Chemical processes use more copper nanoparticles than stars in the sky – but what is their optimal size?

Copper particles just a few nanometres in diameter are an extremely important component in catalysts for chemical processes. These processes require immense quantities of these copper nanoparticles – more than the number of stars in the sky. It is thus vital that the raw materials are used as efficiently as possible. So the question for researchers is how big these particles should be in order to function optimally. Researchers at Utrecht University have recently been the first to successfully determine the ideal size experimentally. The results will be published in an article in Nature Communications on 5 October.

For decades, scientists have conducted a heated debate about the optimal size of copper nanoparticles. This discussion is important from both a theoretical and a practical perspective. Theoretical calculations predict that the dimensions of the particles would have consequences for the activity of the copper catalysts. However, until now, no one has been able to prove experimentally that this is the case under industrial conditions of high pressure and high temperature. For the first time, researchers at Utrecht University have succeeded in varying the size of particles of copper and copper-zinc from two to 10 nanometres, and to study these particles under conditions of 40 bar and 260 degrees Celsius. In so doing, they discovered that the activity decreased in particles smaller than eight nanometres.

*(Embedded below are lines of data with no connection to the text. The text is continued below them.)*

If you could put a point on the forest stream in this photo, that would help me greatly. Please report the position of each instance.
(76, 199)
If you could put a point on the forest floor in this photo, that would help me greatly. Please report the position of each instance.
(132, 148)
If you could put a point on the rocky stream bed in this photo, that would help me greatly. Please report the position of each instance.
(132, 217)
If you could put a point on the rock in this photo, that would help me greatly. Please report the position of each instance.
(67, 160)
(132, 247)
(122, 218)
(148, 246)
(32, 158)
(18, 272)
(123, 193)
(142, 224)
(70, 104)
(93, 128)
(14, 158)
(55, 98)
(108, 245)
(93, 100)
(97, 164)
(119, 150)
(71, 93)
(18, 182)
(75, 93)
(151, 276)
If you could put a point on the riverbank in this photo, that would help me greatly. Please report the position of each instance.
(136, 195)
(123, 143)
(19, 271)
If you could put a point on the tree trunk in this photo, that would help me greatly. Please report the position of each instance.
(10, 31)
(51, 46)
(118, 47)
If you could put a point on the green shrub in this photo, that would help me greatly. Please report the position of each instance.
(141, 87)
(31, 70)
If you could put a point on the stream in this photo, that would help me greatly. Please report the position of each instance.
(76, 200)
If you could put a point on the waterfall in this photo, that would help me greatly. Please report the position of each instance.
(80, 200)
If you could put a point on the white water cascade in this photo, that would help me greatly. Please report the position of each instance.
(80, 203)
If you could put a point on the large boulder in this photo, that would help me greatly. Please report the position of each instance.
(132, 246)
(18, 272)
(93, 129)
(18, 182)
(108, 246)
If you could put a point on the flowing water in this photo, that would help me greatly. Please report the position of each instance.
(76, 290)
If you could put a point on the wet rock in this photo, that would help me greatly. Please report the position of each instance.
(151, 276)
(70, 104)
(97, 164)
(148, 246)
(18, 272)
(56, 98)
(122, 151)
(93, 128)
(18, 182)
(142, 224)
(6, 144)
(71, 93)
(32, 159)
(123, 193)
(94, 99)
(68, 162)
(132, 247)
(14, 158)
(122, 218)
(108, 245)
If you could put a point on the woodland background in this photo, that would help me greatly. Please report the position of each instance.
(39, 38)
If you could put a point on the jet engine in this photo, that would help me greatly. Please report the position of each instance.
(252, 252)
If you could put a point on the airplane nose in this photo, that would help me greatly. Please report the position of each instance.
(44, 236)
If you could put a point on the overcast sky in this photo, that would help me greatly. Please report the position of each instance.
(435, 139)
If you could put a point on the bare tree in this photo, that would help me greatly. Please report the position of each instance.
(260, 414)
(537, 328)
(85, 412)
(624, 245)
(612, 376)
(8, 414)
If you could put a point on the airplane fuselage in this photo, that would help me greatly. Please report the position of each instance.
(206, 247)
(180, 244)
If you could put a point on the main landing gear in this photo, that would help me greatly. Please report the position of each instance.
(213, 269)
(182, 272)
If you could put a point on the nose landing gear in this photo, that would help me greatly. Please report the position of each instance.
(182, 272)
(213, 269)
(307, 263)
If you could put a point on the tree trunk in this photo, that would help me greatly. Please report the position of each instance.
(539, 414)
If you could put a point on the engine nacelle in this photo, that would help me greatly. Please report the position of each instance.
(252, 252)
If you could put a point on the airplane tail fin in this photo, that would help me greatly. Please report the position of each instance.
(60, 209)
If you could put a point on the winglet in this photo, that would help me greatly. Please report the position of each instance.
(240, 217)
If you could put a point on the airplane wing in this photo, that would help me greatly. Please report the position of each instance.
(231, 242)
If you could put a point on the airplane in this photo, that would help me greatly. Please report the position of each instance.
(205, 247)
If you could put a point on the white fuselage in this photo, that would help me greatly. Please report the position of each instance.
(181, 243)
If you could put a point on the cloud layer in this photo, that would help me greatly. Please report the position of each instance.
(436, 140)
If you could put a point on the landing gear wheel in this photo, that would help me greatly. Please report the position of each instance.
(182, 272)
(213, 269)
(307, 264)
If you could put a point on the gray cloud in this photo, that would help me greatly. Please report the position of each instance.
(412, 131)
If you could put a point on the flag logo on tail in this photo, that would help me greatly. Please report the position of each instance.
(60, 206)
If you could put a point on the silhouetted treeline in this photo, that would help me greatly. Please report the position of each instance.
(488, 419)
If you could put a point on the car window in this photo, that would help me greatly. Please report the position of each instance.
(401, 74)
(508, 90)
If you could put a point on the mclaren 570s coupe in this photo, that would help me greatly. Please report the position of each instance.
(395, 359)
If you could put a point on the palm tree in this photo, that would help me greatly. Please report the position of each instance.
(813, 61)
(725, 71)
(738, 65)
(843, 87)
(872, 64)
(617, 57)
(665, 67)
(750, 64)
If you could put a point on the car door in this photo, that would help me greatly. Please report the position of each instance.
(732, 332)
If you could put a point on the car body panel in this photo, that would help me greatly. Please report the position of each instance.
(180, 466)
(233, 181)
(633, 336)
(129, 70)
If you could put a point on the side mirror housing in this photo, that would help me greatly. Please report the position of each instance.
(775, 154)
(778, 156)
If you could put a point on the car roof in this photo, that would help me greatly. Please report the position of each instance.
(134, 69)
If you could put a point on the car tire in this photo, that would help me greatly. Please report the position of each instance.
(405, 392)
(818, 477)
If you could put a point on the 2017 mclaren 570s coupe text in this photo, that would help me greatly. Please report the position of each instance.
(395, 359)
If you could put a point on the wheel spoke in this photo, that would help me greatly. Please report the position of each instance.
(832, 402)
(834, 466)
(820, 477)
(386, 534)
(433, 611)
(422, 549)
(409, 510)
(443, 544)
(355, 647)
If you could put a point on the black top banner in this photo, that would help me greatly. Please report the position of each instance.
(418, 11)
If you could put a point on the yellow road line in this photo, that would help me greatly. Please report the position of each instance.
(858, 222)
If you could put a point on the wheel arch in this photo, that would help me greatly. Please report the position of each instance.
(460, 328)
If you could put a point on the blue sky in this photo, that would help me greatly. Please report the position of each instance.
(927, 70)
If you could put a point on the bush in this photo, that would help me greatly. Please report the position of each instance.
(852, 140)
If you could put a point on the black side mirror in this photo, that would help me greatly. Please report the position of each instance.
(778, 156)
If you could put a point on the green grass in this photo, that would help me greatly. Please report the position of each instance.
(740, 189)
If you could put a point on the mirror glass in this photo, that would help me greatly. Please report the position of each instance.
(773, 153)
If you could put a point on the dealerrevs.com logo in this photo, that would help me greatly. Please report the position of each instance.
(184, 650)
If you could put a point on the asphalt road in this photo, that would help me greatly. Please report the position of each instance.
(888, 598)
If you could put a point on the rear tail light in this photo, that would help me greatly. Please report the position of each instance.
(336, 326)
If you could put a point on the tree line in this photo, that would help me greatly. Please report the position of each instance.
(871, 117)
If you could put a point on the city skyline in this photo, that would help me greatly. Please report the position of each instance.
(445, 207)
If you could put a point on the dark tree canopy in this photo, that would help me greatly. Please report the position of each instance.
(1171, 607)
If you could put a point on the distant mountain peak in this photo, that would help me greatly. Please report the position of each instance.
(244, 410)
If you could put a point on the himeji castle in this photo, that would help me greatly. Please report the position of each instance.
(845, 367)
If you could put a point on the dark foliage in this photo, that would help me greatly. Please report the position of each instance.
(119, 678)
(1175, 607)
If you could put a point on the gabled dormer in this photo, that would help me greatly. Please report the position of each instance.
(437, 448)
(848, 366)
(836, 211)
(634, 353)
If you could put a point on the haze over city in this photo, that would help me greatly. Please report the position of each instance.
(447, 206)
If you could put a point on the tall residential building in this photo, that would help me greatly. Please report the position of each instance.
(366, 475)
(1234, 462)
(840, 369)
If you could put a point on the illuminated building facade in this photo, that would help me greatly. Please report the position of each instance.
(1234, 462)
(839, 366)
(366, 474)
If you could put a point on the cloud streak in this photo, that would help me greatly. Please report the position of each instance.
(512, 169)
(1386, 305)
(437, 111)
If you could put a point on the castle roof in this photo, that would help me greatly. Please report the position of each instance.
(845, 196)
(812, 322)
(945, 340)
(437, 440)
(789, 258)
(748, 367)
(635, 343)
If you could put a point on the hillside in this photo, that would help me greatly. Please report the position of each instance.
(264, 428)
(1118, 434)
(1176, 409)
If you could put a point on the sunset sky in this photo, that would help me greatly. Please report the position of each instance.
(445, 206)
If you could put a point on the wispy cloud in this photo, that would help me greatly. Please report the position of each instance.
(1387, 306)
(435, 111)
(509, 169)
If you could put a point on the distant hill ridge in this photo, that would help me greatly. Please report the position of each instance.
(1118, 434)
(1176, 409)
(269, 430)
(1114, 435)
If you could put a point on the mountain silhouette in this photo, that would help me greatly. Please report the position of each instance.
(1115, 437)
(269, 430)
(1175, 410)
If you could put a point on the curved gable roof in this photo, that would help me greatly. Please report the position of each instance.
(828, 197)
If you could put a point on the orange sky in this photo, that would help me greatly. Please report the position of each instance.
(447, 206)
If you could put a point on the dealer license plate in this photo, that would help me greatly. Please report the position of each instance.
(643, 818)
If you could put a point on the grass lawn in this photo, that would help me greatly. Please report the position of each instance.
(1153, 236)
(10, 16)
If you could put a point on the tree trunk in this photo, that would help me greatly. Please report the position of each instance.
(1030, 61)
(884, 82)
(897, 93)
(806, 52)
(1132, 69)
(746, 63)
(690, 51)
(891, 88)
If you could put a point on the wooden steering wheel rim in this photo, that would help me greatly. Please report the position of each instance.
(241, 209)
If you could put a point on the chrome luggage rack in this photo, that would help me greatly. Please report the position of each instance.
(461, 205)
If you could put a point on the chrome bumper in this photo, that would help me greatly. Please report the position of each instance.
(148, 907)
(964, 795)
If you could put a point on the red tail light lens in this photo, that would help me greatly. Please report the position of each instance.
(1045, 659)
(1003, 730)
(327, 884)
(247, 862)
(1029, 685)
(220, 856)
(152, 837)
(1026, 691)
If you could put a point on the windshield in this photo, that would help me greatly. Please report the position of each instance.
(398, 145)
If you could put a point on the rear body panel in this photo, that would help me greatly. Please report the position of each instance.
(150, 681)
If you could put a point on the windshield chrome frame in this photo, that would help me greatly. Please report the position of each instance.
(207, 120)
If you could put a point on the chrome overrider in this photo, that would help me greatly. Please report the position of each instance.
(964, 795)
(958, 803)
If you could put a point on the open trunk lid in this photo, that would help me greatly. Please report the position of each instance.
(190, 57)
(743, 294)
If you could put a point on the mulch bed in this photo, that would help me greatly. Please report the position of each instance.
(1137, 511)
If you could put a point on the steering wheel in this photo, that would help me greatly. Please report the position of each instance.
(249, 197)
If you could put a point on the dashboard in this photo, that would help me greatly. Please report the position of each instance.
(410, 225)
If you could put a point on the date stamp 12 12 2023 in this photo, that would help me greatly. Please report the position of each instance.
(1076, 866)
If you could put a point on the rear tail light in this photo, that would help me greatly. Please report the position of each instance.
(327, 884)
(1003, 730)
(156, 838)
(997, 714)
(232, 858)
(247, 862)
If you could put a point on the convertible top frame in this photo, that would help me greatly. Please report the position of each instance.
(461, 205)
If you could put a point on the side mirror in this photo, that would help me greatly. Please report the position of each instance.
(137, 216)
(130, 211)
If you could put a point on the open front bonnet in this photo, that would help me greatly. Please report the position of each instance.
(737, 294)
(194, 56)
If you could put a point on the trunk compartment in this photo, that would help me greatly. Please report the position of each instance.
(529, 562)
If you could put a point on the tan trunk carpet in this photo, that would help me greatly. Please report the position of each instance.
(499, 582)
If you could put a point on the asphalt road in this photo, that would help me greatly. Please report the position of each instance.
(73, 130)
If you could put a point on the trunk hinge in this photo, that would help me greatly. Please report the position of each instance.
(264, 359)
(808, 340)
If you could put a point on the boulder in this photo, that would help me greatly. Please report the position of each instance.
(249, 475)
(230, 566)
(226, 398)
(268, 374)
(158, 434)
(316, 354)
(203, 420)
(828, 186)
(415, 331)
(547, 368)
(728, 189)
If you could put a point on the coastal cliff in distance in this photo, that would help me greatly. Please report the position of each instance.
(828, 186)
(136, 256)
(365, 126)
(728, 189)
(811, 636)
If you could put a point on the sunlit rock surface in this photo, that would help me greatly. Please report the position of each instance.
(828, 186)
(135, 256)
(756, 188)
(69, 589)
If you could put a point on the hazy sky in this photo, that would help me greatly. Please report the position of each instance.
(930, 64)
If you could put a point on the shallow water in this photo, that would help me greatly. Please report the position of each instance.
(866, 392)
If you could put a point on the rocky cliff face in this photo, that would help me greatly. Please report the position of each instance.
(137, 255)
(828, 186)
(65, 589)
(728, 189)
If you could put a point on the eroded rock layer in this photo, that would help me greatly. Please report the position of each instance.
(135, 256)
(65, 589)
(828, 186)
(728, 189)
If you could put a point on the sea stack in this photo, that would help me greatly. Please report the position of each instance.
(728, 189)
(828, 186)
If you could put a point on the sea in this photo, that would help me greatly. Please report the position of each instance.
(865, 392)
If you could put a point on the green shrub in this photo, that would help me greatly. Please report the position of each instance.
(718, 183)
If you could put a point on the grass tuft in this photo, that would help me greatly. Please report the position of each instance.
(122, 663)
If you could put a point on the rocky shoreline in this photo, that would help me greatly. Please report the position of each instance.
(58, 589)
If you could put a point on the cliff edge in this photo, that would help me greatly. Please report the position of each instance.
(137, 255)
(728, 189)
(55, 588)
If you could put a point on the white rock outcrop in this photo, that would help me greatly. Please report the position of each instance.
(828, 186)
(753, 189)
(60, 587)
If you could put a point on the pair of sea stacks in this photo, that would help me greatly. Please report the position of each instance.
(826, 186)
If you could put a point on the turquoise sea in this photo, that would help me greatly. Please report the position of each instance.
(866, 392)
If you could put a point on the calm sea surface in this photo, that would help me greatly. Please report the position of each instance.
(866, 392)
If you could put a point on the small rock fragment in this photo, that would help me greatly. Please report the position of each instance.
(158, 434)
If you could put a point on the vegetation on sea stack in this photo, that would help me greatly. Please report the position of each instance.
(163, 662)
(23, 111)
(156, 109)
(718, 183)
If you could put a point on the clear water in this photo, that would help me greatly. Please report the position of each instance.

Corners, edges and surfaces

The article's first author, Roy van den Berg, has since earned his Ph.D. and now works in Denmark at one of the largest producers of copper catalysts. "Smaller particles are often more active due to their relatively high density of corners and edges, but we discovered that this is not the case in this instance," he says. "This indicates that it is essential for copper particles to have terraces in addition to corners and edges."

Methanol production

Van den Berg's supervisors Prof. Krijn de Jong and Prof. Petra de Jongh explain: "From a scientific perspective, this result is very interesting in that it gives us deeper insight into the optimal structure of the catalyst." One use for these copper nanoparticles is the manufacture of methanol, with an annual global production of approximately 65 million tonnes per year, or almost 10 kilos per person per year. "The production of methanol is increasing dramatically, in part because it offers more sustainable routes for the production of building blocks for the chemical industry. Our insights will help in the design of the active and stable catalysts that are needed in this process," according to the supervisors.